The difference is that Apple actually invented the technology it accused HTC — and by proxy, Google — of “stealing”.... One of the patents Apple cited in its 2010 suit...is a 358-page document signed by Jobs himself that covers everything from the way a finger touches the screen of a smartphone to the heuristics that turn those touches into commands.The endless repackaging and trading of patents has had a disruptive and distortional effect on the tech sector (much like derivatives re: the financial sector). What if law were changed so patent ownership could be transferred only once?

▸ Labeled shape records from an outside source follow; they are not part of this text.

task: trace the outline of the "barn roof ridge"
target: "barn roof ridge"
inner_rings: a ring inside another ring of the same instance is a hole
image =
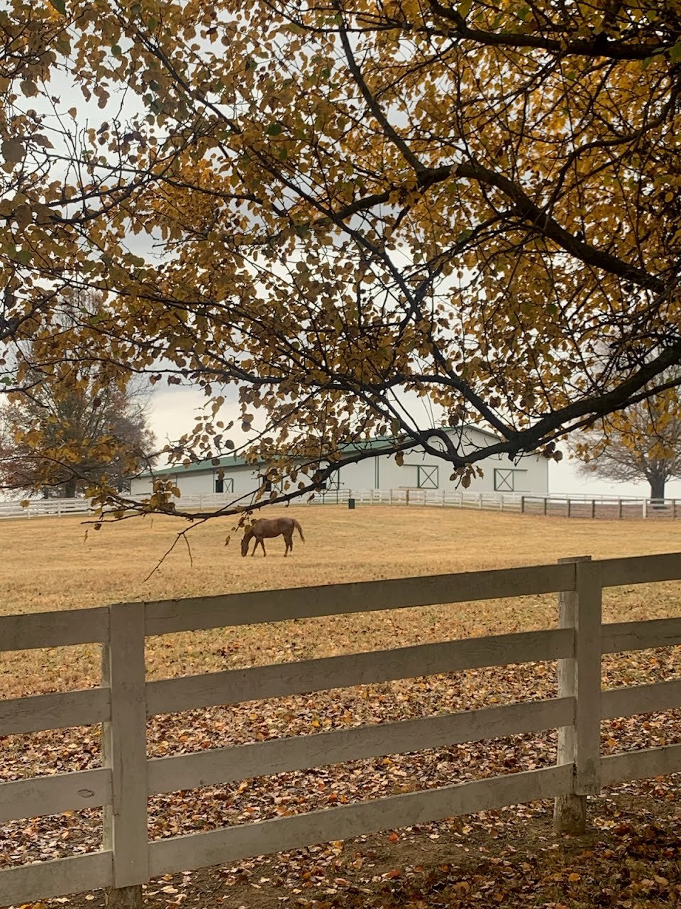
[[[483,429],[481,426],[476,426],[475,425],[466,425],[464,426],[436,426],[434,429],[441,429],[446,433],[461,432],[462,430],[473,429],[476,432],[481,433],[483,435],[488,435],[490,438],[498,439],[494,433],[491,433],[488,429]],[[394,440],[394,435],[377,435],[371,439],[360,439],[357,442],[348,442],[340,446],[340,450],[347,451],[348,449],[354,450],[371,450],[372,448],[377,448],[380,445],[385,444],[386,442],[390,442]],[[418,443],[414,443],[414,448],[418,446]],[[296,455],[294,455],[296,456]],[[305,455],[300,454],[298,457],[304,457]],[[220,461],[220,464],[212,464],[213,461]],[[262,458],[256,461],[248,461],[245,457],[240,454],[219,454],[215,457],[203,458],[201,461],[193,461],[192,464],[186,466],[182,463],[167,464],[165,467],[152,468],[151,470],[146,470],[138,476],[168,476],[173,474],[192,474],[198,473],[200,471],[207,470],[219,470],[221,467],[258,467],[260,464],[266,464],[267,462]]]

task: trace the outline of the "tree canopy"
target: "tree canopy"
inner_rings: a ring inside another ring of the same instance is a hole
[[[667,480],[681,479],[681,419],[676,389],[646,398],[579,434],[579,472],[616,483],[650,484],[652,499],[665,498]]]
[[[293,495],[370,433],[465,479],[681,381],[676,0],[0,20],[0,337],[201,384],[181,460],[234,445],[232,385],[253,457],[309,455]],[[64,287],[106,306],[66,325]],[[6,386],[27,376],[8,355]],[[470,424],[498,444],[439,431]]]
[[[60,364],[0,410],[0,488],[44,497],[130,491],[155,459],[146,390],[103,385],[95,369]]]

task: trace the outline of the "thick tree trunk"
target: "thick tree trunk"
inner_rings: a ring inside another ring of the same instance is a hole
[[[666,477],[659,474],[654,474],[649,477],[650,483],[650,498],[651,499],[664,499],[665,498],[665,483],[666,482]]]

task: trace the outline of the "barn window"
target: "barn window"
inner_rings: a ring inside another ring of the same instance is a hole
[[[437,489],[439,485],[438,465],[419,464],[417,467],[417,484],[419,489]]]
[[[523,488],[523,481],[527,473],[527,470],[514,470],[512,467],[495,467],[495,491],[498,493],[518,492]]]

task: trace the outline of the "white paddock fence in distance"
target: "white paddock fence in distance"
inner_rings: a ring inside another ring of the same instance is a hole
[[[617,498],[609,495],[554,494],[530,495],[521,493],[471,493],[464,489],[330,489],[294,502],[299,505],[345,504],[352,499],[358,505],[429,505],[441,508],[475,508],[485,511],[519,512],[557,517],[587,518],[677,518],[681,501],[676,499]],[[25,501],[25,500],[24,500]],[[234,499],[231,493],[186,494],[175,499],[178,508],[214,511],[224,505],[247,504],[246,498]],[[88,514],[93,512],[87,499],[21,499],[0,501],[0,518],[44,517]]]
[[[681,771],[681,744],[600,754],[603,719],[681,705],[681,681],[601,691],[601,654],[681,644],[681,618],[601,624],[601,593],[681,577],[681,554],[132,603],[0,618],[0,650],[97,643],[102,686],[0,702],[0,735],[103,724],[104,766],[0,785],[0,822],[104,805],[98,852],[0,870],[0,905],[99,887],[141,900],[150,877],[536,799],[579,829],[603,785]],[[147,682],[144,638],[190,629],[558,593],[558,627]],[[558,660],[556,698],[148,759],[157,714],[482,666]],[[148,841],[147,798],[371,756],[558,729],[555,766]],[[118,895],[117,895],[118,894]],[[116,901],[120,897],[120,904]],[[141,903],[134,904],[140,904]]]

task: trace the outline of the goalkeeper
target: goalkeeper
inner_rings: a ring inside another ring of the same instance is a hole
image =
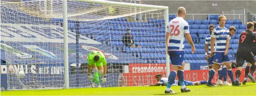
[[[92,80],[91,81],[91,86],[92,88],[95,87],[94,82],[96,81],[98,84],[98,87],[101,87],[99,84],[99,78],[102,74],[103,74],[103,78],[101,79],[101,82],[103,83],[106,82],[107,62],[104,54],[100,51],[92,51],[88,55],[87,62],[88,63],[88,79]],[[91,68],[93,69],[94,78],[92,76]]]

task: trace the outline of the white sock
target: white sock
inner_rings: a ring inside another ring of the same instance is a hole
[[[185,89],[186,88],[186,86],[184,85],[181,86],[181,89]]]

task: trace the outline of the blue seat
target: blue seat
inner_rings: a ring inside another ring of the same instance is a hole
[[[205,34],[205,29],[198,29],[198,34]]]
[[[229,27],[231,26],[230,24],[225,24],[225,27],[227,29],[229,29]]]
[[[234,24],[242,24],[242,22],[240,19],[234,20]]]
[[[211,19],[210,20],[210,23],[212,24],[217,24],[218,22],[217,22],[217,20],[215,19]]]
[[[234,44],[238,44],[239,39],[234,39],[233,42]]]
[[[246,29],[246,25],[245,24],[240,25],[240,29]]]
[[[193,24],[192,25],[192,29],[199,29],[200,25],[199,24]]]
[[[177,17],[177,15],[172,15],[172,19],[176,18]]]
[[[239,25],[238,24],[234,24],[232,26],[234,26],[234,27],[235,27],[237,30],[240,29]]]
[[[195,19],[194,20],[194,23],[195,24],[202,24],[202,22],[201,21],[201,19]]]
[[[200,29],[208,29],[207,25],[205,24],[200,24]]]
[[[227,19],[227,21],[226,21],[226,23],[228,24],[233,24],[234,21],[232,19]]]
[[[218,19],[218,17],[219,17],[220,15],[216,15],[215,16],[215,19]]]
[[[203,19],[202,21],[203,24],[209,24],[210,21],[208,19]]]
[[[215,19],[215,17],[213,15],[207,15],[207,19]]]
[[[192,19],[187,19],[187,22],[188,23],[188,24],[194,24],[194,21]]]
[[[198,30],[197,29],[190,29],[189,32],[191,34],[196,34],[198,32]]]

Inventors ought to be able to sell their inventions, but further resale drifts society further and further from the original impetus of patent law...while stifling innovation and competition.

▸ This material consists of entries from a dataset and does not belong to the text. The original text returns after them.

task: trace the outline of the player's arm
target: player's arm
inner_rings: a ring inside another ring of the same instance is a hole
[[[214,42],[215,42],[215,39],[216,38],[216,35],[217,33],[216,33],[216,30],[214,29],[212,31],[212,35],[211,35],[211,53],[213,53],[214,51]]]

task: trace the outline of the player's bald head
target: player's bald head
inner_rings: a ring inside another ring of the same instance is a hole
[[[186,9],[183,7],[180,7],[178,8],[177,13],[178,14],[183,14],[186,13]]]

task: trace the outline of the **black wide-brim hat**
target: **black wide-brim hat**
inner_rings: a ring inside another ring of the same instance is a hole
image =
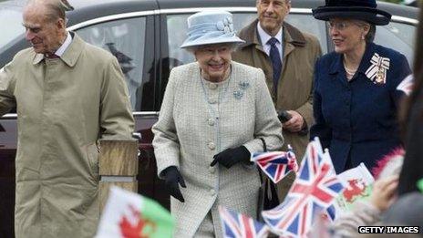
[[[341,17],[363,20],[377,26],[389,24],[391,15],[377,8],[376,0],[325,0],[325,5],[313,9],[313,16],[328,21]]]

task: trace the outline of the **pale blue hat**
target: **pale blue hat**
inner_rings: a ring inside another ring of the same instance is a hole
[[[188,17],[187,39],[181,48],[201,45],[234,43],[245,41],[236,36],[232,15],[226,11],[207,10]]]

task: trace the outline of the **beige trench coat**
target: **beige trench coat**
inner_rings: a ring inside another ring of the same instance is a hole
[[[93,237],[97,141],[133,131],[117,59],[77,35],[61,58],[22,50],[0,72],[0,115],[15,106],[15,236]]]
[[[213,155],[241,145],[250,152],[263,151],[257,138],[263,138],[269,150],[282,147],[281,123],[263,71],[233,61],[232,69],[230,79],[217,84],[201,78],[197,63],[170,72],[152,131],[158,173],[176,166],[187,185],[181,189],[185,202],[170,200],[175,237],[192,237],[209,212],[215,234],[222,237],[218,205],[256,215],[260,178],[255,166],[210,167]]]
[[[255,20],[240,32],[240,37],[246,41],[232,56],[232,59],[249,66],[262,68],[266,76],[267,87],[271,92],[276,110],[295,110],[303,116],[310,128],[313,118],[313,74],[315,63],[321,55],[317,38],[300,32],[293,26],[284,23],[284,59],[277,95],[273,93],[273,68],[270,57],[263,51],[257,33]],[[285,143],[283,150],[291,144],[299,160],[303,159],[308,144],[309,135],[299,135],[288,130],[283,131]],[[279,184],[280,197],[284,197],[294,181],[290,174]]]

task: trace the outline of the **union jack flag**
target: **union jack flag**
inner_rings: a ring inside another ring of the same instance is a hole
[[[290,171],[297,171],[298,164],[291,146],[288,151],[273,151],[253,153],[251,159],[274,182],[280,181]]]
[[[260,238],[267,237],[269,227],[244,214],[239,214],[219,206],[223,237],[225,238]]]
[[[301,168],[286,199],[262,215],[272,230],[284,236],[304,236],[316,215],[325,211],[345,186],[335,173],[318,140],[309,143]]]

HTC and Google, by contrast, are accusing Apple (whose smartphone designs they have plainly copied) of violating patents they bought fourth or fifth hand.
"Patents were meant to encourage innovation," Google's chief legal counsel David Drummond wrote last month in his famous open letter "When Patents Attack Android." Google's enemies, he complained, were using "bogus" patents to try to "strangle" Android.
"Fortunately," he added, "the law frowns on the accumulation of dubious patents for anti-competitive means."
Indeed.
It strikes me as high time that we firmed up intellectual property rights for those who actually innovate, and stripped them entirely from litigious trolls.